Des formes parlantes
Hans Theys à propos de l‘œuvre de Tamara Van San


Tamara Van San (°1982) crée des objets qui nous parlent sans être figuratifs ou géométriques. C’est exceptionnel. Elle est également capable de sculpter, c'est-à-dire de donner vie aux formes, avec la couleur. C’est tout aussi exceptionnel.

Un mot, d’abord, sur la forme non figurative, non géométrique. Tous les artistes, ou presque, qui réalisent des sculptures en céramique (y compris ceux d’aujourd’hui) réalisent des vases. Parfois, ils transforment ce vase en une femme nue en y ajoutant des seins ; parfois, ils insèrent des fleurs dans ce vase, parfois encore, ils en font un hibou. Mais cela reste des vases : des cendriers étirés, rehaussés à l’aide de petits boudins lissés.

Chez Van San, on assiste à tout autre chose. Partant du fait que les sculptures en céramique doivent être creuses (sinon elles se brisent pendant la cuisson) et qu’elles ne peuvent être renforcées par une armature métallique, elle a développé plusieurs techniques (autres que la technique du cendrier étiré) pour obtenir des sculptures qui s’élancent en hauteur.
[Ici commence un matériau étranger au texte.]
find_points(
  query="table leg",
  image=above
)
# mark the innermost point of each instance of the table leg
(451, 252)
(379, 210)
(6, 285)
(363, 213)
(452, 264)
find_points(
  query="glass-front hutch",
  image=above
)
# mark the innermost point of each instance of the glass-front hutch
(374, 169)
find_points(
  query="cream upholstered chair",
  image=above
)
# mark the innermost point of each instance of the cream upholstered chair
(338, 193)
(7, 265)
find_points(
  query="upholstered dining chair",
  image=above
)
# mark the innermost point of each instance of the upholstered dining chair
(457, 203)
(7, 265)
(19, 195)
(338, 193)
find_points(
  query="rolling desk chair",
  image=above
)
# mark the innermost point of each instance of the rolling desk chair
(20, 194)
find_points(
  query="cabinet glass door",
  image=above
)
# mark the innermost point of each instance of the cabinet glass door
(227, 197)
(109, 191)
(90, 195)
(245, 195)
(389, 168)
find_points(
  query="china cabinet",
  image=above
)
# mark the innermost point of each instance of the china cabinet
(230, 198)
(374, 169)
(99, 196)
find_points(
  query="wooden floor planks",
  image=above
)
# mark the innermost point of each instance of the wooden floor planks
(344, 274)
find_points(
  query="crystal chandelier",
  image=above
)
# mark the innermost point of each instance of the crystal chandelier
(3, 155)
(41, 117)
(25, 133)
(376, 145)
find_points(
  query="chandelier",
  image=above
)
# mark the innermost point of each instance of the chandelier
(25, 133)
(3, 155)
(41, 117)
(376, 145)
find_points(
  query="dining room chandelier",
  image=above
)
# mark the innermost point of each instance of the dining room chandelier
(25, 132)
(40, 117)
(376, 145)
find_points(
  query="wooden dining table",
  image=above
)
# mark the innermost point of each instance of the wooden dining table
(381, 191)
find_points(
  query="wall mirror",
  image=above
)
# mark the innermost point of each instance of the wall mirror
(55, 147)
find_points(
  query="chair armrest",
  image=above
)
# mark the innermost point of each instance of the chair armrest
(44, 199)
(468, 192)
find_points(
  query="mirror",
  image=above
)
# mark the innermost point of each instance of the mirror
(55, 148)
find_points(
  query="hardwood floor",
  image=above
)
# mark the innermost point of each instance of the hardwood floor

Comme elle procède d’une façon lisible, elle réalise des méta-sculptures, qui poursuivent ainsi la vieille conversation entre des sculpteurs comme Rodin (« le passage du trou à la bosse »), Henry Moore (« the science of holes and bumps ») et Brancusi (« fidélité au matériau »). Lorsque la sculpture Red Babel pénétra une seconde fois dans le four, pour le glacis, aucun membre du personnel du célèbre EKWC (centre européen de la céramique) à ‘s Hertogenbosch (Pays-Bas) ne crut que cette construction monumentale survivrait à la cuisson. Et pourtant…

Quant à l’emploi de la couleur par Van San, on constate que soit elle module les volumes en utilisant plusieurs nuances d’un même ton, soit elle les fait vibrer en combinant deux ou trois couleurs.

Tamara Van San réalise des œuvres authentiques qui ne cherchent pas des réponses à des questions académiques, mais qui forment des traces d’une existence en lien avec ce monde, dans laquelle l’amour des belles choses s’incarne aussi bien dans une raie à points bleus que dans le moulage en plâtre d’une boule de papier signée Picasso.

Tout comme chaque langue parlée se compose de sons et de gestes insignifiants qui n’acquièrent du sens que par leur agencement et leur usage, ainsi Tamara Van San façonne un poème épique aux innombrables vers, tournant, étirant et poussant sur des formes qui nous parlent sans mots, mais qui, chargées de pensées, chantent dans les chambres non surveillées de notre existence.